This function sequentially assigns individual predictions using a nearest neighbors procedure to solve recoding problems of data fusion.

indiv_grp_closest(
  proxim,
  jointprobaA = NULL,
  jointprobaB = NULL,
  percent_closest = 1,
  which.DB = "BOTH"
)

Arguments

proxim

a proxim_dist object or an object of similar structure

jointprobaA

a matrix whose number of columns corresponds to the number of modalities of the target variable \(Y\) in database A, and which number of rows corresponds to the number of modalities of Z in database B. It gives an estimation of the joint probability of \((Y,Z)\) in A. The sum of cells of this matrix must be equal to 1

jointprobaB

a matrix whose number of columns equals to the number of modalities of the target variable \(Y\) in database A, and which number of rows corresponds to the number of modalities of \(Z\) in database B. It gives an estimation of the joint probability of \((Y,Z)\) in B. The sum of cells of this matrix must be equal to 1

percent_closest

a value between 0 and 1 (by default) corresponding to the fixed percent closest of individuals remained in the computation of the average distances

which.DB

a character string (with quotes) that indicates which individual predictions need to be computed: only the individual predictions of \(Y\) in B ("B"), only those of \(Z\) in A ("A") or the both ("BOTH" by default)

Value

A list of two vectors of numeric values:

YAtrans

a vector corresponding to the individual predictions of \(Y\) (numeric form) in the database B using the Optimal Transportation algorithm

ZBtrans

a vector corresponding to the individual predictions of \(Z\) (numeric form) in the database A using the Optimal Transportation algorithm

Details

A. THE RECODING PROBLEM IN DATA FUSION

Assuming that \(Y\) and \(Z\) are two variables which refered to the same target population in two separate databases A and B respectively (no overlapping rows), so that \(Y\) and \(Z\) are never jointly observed. Assuming also that A and B share a subset of common covariates \(X\) of any types (same encodings in A and B) completed or not. Integrating these two databases often requires to solve the recoding problem by creating an unique database where the missing information of \(Y\) and \(Z\) is fully completed.

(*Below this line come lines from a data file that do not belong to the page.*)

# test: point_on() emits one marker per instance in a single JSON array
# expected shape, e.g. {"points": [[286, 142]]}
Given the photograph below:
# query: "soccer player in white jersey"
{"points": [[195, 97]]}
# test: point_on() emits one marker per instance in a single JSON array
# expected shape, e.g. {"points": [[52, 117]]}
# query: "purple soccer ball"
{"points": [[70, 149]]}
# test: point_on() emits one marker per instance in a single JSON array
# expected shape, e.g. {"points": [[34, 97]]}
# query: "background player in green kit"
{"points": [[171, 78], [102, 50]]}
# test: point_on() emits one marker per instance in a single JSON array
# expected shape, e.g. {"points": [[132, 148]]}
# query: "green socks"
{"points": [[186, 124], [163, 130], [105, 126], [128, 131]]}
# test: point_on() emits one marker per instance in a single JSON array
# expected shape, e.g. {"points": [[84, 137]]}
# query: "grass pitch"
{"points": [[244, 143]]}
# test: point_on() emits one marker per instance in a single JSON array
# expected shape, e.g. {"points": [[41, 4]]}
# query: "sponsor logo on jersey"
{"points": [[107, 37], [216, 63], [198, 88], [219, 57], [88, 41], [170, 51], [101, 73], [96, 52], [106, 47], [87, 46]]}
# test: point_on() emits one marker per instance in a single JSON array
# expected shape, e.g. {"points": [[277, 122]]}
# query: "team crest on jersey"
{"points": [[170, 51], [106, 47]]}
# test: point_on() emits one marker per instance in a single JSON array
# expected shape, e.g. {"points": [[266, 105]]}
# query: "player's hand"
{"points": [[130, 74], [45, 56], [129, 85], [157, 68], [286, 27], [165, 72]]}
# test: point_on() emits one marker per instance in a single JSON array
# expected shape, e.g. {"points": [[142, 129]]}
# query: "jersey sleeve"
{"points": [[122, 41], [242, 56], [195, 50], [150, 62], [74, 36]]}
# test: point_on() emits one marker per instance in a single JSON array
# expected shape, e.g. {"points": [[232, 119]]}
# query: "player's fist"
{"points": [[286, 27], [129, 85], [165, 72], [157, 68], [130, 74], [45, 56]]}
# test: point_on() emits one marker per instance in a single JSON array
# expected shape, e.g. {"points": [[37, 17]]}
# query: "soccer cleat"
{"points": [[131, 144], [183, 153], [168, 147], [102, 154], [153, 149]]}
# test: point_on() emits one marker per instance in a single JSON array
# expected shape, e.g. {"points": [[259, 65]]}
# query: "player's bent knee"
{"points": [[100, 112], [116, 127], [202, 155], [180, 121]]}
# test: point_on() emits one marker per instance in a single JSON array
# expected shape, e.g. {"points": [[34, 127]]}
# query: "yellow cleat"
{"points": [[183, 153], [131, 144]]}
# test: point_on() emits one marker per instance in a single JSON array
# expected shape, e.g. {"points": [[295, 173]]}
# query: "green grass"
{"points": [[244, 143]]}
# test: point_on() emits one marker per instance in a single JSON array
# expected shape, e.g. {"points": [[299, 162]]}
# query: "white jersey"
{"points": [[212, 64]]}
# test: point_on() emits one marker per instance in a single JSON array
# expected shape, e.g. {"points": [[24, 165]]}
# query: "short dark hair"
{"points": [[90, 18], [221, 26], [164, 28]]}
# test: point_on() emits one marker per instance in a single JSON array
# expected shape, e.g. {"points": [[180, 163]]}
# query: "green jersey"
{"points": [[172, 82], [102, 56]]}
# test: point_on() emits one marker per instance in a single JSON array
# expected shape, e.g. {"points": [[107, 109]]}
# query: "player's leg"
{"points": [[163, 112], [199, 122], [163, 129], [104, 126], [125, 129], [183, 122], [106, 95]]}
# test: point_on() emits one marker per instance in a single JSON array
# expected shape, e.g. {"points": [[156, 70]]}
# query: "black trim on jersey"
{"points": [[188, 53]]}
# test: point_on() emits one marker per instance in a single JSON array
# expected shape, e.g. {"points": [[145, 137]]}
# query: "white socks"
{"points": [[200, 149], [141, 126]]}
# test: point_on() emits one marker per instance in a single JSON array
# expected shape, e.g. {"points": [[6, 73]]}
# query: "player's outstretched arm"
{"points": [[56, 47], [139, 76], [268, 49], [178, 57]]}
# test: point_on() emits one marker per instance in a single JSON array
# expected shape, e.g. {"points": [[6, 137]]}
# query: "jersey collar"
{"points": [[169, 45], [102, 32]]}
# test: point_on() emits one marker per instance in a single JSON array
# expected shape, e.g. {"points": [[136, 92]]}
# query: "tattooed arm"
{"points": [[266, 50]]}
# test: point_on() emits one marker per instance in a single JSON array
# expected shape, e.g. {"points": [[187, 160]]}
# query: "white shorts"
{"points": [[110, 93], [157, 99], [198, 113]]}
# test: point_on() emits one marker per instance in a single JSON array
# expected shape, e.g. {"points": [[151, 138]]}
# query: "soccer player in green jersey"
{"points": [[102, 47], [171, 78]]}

B. DESCRIPTION OF THE FUNCTION

The function indiv_grp_closest is an intermediate function used in the implementation of an algorithm called OUTCOME (and its enrichment R-OUTCOME, see the reference (2) for more details) dedicated to the solving of recoding problems in data fusion using Optimal Transportation theory. The model is implemented in the function OT_outcome which integrates the function indiv_grp_closest in its syntax as a possible second step of the algorithm. The function indiv_grp_closest can also be used separately provided that the argument proxim receives an output object of the function proxim_dist. This latter is available in the package and is so directly usable beforehand.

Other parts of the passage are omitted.